Python generator objects: __sizeof__()

root picture root · Sep 18, 2012 · Viewed 18.9k times · Source

This may be a stupid question but I will ask it anyway. I have a generator object:

>>> def gen():
...     for i in range(10):
...         yield i
...         
>>> obj=gen()

I can measure it's size:

>>> obj.__sizeof__()
24

It is said that generators get consumed:

>>> for i in obj:
...     print i
...     
0
1
2
3
4
5
6
7
8
9
>>> obj.__sizeof__()
24

...but obj.__sizeof__() remains the same.

With strings it works as I expected:

>>> 'longstring'.__sizeof__()
34
>>> 'str'.__sizeof__()
27

I would be thankful if someone could enlighten me.

Answer

Martijn Pieters picture Martijn Pieters · Sep 18, 2012

__sizeof__() does not do what you think it does. The method returns the internal size in bytes for the given object, not the number of items a generator is going to return.

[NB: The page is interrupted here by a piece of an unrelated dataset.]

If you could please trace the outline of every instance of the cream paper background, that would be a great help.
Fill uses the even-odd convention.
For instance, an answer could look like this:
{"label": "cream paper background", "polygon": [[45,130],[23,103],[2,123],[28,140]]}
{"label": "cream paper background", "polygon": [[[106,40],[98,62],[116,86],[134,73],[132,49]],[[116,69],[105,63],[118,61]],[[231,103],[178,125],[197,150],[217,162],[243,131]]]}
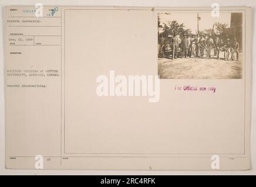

Python cannot beforehand know the size of a generator. Take for example the following endless generator (example, there are better ways to create a counter):

def count():
    count = 0
    while True:
        yield count
        count += 1

That generator is endless; there is no size assignable to it. Yet the generator object itself takes memory:

>>> count.__sizeof__()
88

You don't normally call __sizeof__() you leave that to the sys.getsizeof() function, which also adds garbage collector overhead.

If you know a generator is going to be finite and you have to know how many items it returns, use:

sum(1 for item in generator)

but note that that exhausts the generator.